The sequencing activities help children to recognise number sequences and reinforce their knowledge of multiples.
Chinese New Year crafts
Find instructions for this dragon bookmark craft here.
Create a simple blossom tree artwork to celebrate Chinese New Year.
This Chinese lantern craft is quick and easy to do.
How one school celebrates Chinese New Year
Abid Butt, principal of Lyndon School in Solihull, explains how his school sought to put its inclusion principles into practice when marking Chinese New Year…
Here at Lyndon School in Solihull, late January and early February of 2022 saw us immersed in organising celebrations for Chinese New Year.
To see in the Year of the Tiger we wanted to do something really big, having had a significant cohort of new students from Hong Kong join us the previous September.
We were delighted to welcome the children of around 30 Cantonese families to our school, since we know that our school is strengthened through the diversity of its student and staff body.
I believe that having students from a wide variety of cultures makes our school richer, and imparts to our young people the importance of listening to others and demonstrating respect for different views.
I was aware, however, that these new joiners must be nervous. It’s difficult enough moving schools as a child, but starting a whole new life in a different country at the same time is something else entirely!
The first step I took was to set up a working group with the new students to discuss what we could do to celebrate Chinese New Year when it came around.
As the most significant special event on their calendar, it seemed only fitting that we try to mark it with the sense of occasion it deserved.
“It seemed only fitting that we try to mark it with the sense of occasion it deserved”
Making this initial effort went down well with their parents, who had justifiable anxieties of their own as to how their children would take to their new school and surroundings. I’ve always felt that actions speak louder than words.
While I’d already pressed upon these parents the extent to which Lyndon prizes its inclusive ethos and champions different cultures, I know that sadly, people can sometimes spend more time talking about such things than actually putting them into practice.
We ended up with a diary full of events for the first week of February, to coincide with the main Chinese New Year celebrations.
I wanted to make sure there was a striking visual demonstration befitting one of the world’s biggest holidays, so we went ahead and decorated the school with prominent banners commemorating the Year of the Tiger.

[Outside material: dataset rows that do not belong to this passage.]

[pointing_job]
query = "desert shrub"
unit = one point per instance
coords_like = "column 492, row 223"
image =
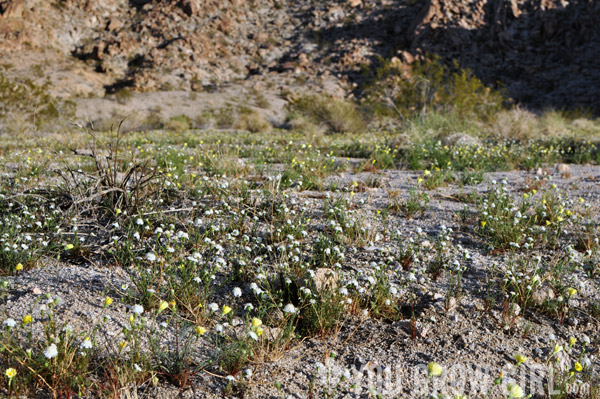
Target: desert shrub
column 178, row 123
column 430, row 86
column 253, row 122
column 334, row 114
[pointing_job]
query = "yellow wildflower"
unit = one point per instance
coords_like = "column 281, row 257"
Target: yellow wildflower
column 434, row 369
column 520, row 358
column 514, row 391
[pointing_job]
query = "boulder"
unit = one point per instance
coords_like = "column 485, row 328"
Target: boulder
column 12, row 8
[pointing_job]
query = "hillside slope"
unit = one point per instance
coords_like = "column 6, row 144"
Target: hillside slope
column 541, row 51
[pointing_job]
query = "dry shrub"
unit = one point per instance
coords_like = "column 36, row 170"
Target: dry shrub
column 334, row 114
column 253, row 122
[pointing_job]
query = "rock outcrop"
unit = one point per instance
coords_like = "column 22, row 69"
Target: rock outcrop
column 543, row 52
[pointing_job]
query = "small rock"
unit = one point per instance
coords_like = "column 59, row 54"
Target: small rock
column 461, row 140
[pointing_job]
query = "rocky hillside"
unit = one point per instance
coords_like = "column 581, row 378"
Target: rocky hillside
column 541, row 51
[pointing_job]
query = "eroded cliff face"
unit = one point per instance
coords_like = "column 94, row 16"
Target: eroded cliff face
column 542, row 51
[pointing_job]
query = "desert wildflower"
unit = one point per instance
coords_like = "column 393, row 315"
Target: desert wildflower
column 200, row 330
column 434, row 369
column 51, row 351
column 86, row 343
column 520, row 359
column 514, row 391
column 162, row 306
column 256, row 322
column 137, row 309
column 10, row 323
column 289, row 308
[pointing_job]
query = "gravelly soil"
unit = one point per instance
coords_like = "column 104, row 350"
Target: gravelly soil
column 472, row 342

We then held assemblies focusing on the topic of Chinese New Year, so that all students in the school could understand its history and cultural significance, followed by further discussions that took place during tutor periods.

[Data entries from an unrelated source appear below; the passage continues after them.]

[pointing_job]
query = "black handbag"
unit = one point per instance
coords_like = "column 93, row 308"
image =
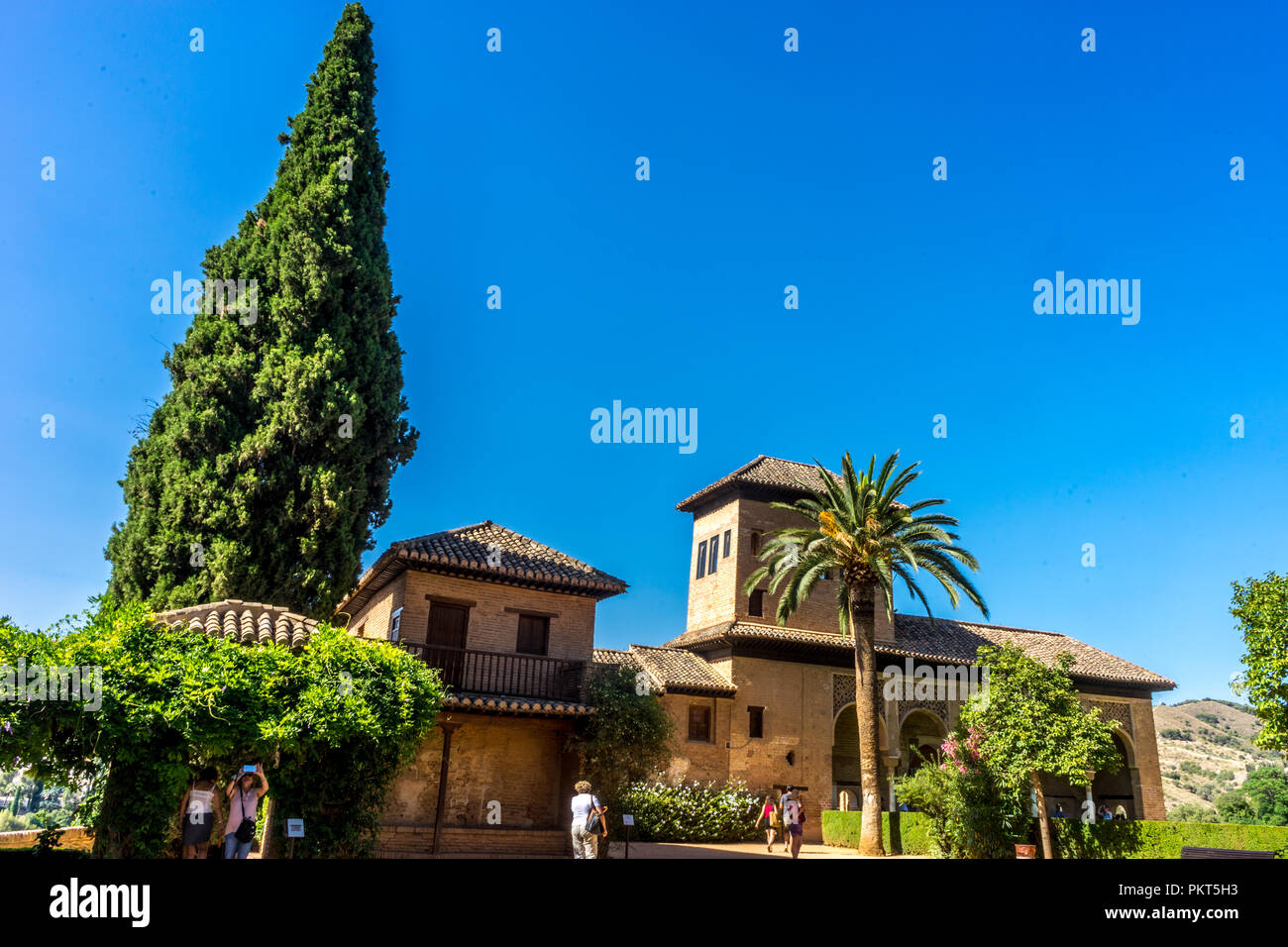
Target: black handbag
column 246, row 830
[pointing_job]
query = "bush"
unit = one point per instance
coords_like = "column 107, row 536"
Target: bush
column 1192, row 812
column 333, row 724
column 1127, row 839
column 692, row 812
column 915, row 832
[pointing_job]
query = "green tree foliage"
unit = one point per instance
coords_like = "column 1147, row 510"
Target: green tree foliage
column 249, row 482
column 331, row 724
column 1031, row 724
column 629, row 736
column 1192, row 812
column 974, row 812
column 859, row 530
column 1261, row 607
column 1261, row 800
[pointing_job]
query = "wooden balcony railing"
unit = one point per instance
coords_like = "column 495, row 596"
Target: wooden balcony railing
column 505, row 674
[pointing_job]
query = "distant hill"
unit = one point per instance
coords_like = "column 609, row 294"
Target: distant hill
column 1205, row 749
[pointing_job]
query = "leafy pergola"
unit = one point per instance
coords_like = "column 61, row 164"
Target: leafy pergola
column 333, row 724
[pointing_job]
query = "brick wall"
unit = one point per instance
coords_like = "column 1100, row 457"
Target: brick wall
column 1145, row 744
column 695, row 759
column 373, row 621
column 719, row 598
column 712, row 598
column 516, row 762
column 490, row 625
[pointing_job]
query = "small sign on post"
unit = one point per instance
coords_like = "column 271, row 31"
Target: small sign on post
column 294, row 830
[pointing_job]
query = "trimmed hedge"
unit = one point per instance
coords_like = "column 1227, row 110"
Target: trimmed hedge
column 1127, row 839
column 841, row 828
column 1072, row 839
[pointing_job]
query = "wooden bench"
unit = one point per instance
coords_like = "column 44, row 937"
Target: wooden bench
column 1192, row 852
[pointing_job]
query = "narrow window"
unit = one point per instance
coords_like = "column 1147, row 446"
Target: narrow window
column 699, row 723
column 533, row 634
column 449, row 625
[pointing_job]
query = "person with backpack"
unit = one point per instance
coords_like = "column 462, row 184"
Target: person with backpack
column 588, row 821
column 244, row 795
column 794, row 819
column 200, row 812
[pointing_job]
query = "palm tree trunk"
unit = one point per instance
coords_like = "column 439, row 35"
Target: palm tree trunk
column 863, row 628
column 1043, row 821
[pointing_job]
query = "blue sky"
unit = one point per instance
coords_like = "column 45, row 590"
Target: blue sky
column 768, row 169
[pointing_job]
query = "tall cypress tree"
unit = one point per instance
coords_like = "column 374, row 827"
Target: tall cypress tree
column 266, row 470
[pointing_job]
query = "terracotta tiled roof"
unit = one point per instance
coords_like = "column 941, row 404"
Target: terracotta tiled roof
column 244, row 621
column 608, row 656
column 772, row 474
column 947, row 641
column 487, row 552
column 514, row 705
column 673, row 671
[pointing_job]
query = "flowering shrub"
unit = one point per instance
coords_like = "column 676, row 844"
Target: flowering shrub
column 973, row 814
column 692, row 810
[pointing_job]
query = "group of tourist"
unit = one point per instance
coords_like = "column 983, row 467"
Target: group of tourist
column 786, row 813
column 202, row 809
column 1103, row 812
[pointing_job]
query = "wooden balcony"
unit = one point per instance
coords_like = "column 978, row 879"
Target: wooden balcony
column 505, row 673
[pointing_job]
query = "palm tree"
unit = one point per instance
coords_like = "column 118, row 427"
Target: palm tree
column 859, row 531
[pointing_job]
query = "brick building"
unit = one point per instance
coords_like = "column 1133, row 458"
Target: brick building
column 776, row 705
column 511, row 624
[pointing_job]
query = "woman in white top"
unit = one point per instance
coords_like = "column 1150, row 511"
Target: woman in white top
column 244, row 795
column 584, row 840
column 198, row 810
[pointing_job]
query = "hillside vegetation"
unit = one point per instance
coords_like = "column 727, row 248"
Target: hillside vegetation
column 1206, row 749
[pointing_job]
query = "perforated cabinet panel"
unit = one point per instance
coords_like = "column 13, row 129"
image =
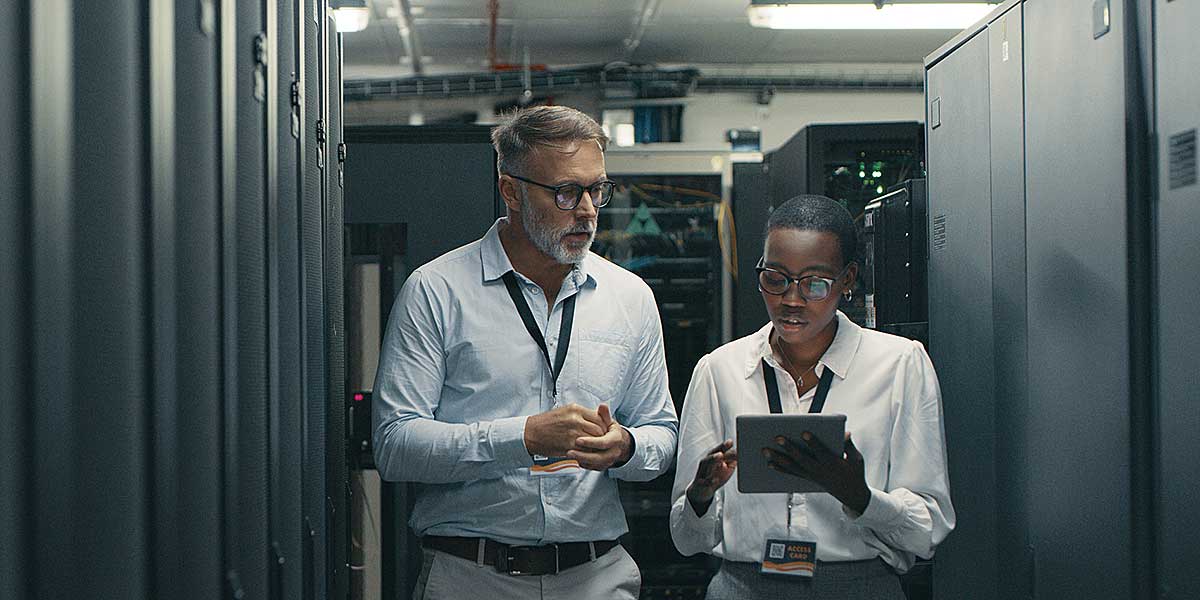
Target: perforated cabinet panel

I was also keen to incorporate a language element, so we made an effort to teach the students some basic Cantonese, including how to say ‘Happy New Year’ to the new joiners.
“We all know that nothing bridges cultures like food”
We all know that nothing bridges different cultures like food, so to that end, the Cantonese students worked closely with our canteen staff to develop a menu based on the special dishes traditionally served during Chinese New Year festivities.
A selection of these foods were offered throughout the week, and students were set the task of learning how to make them in their food technology classes.
I hope our efforts at planning a series of Chinese New Year activities and then experiencing them together showed our new joiners us that they truly have a place here at Lyndon.
I would like them to feel that we have embraced them and their culture, since I know that what they have shared with us already has only made our school richer.